Monash expert: Thailand first South-East Asian country to legalise same sex marriage

Monash University 2 mins read

Thailand's Senate has approved a bill legalising same sex marriage in the South-East Asian country. A Monash expert is available to talk about what this means for LGBTIQA+ rights in the country.

 

Professor Paula Gerber, Monash Faculty of Law

Contact: +61 3 9903 4840 or media@monash.edu

Read more of Professor Gerber’s commentary at Monash Lens 

The following can be attributed to Professor Gerber: 

 

“Thailand has become the first country in South-East Asia to allow same sex couples to marry, and only the second in Asia (after Taiwan). This change in law was possible after last year's election which saw the decade-long military government replaced by a more progressive, democratic coalition government.
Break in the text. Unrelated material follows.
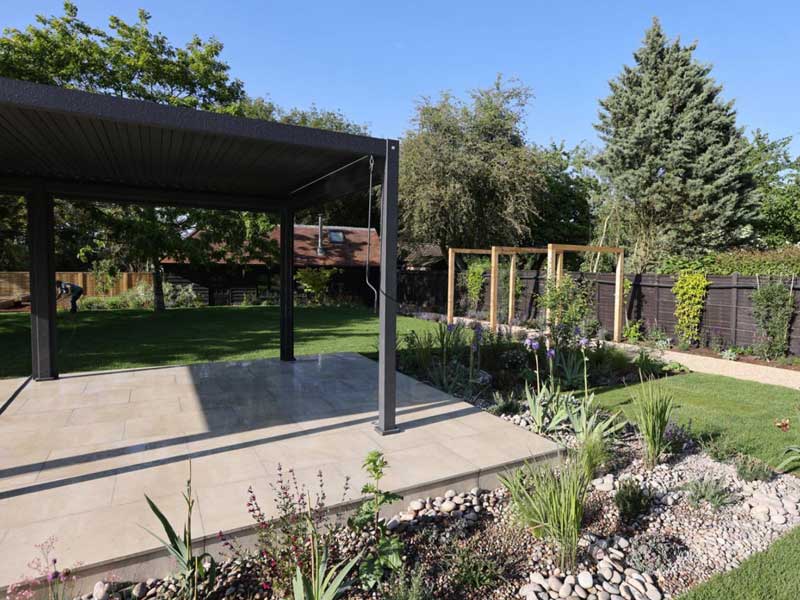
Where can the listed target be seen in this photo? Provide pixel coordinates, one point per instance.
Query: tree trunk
(158, 288)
The new Prime Minister, Srettha Thavisin, has been an advocate for the rights of LGBTIQA+ people and the legalisation of marriage equality has been welcomed by the LGBTIQA+ community.

 

“Being allowed to marry will make life much easier for same sex couples in Thailand. Not only will they now be able to have their relationships publicly celebrated and legally recognised, they will also be able to access services previously denied to them. For example, producing a marriage certificate is a prerequisite to accessing fertility services such as IVF.

 

“However, there is still more that needs to be done to protect the human rights of LGBTIQA+ people in Thailand, including making it easier for trans people to amend their gender on official documents and enacting laws that prohibit discrimination on the basis of sexual orientation, gender identity and sex characteristics.

 

“It is always hard to be the 'first'. Thailand is to be congratulated for being the first South-East Asian nation to enact this reform. They have made it easier for other countries in the region to now follow suit. Vietnam and the Philippines have both been considering this issue, and Thailand's leadership may embolden them to similarly recognise same sex marriages.

 

“While Thailand's reforms are welcome, it is important to remember that it is not all rainbows and lollipops for LGBTIQA+ people in South-East Asia. Malaysia, Myanmar and Brunei all still criminalise consensual same sex sexual conduct, and in late 2022, Indonesia enacted a new Criminal Code that makes all consensual sex outside of marriage a criminal offence. There is still much work to be done before the human rights of LGBTIQA+ people are respected and protected and they can live their lives in dignity and equality.”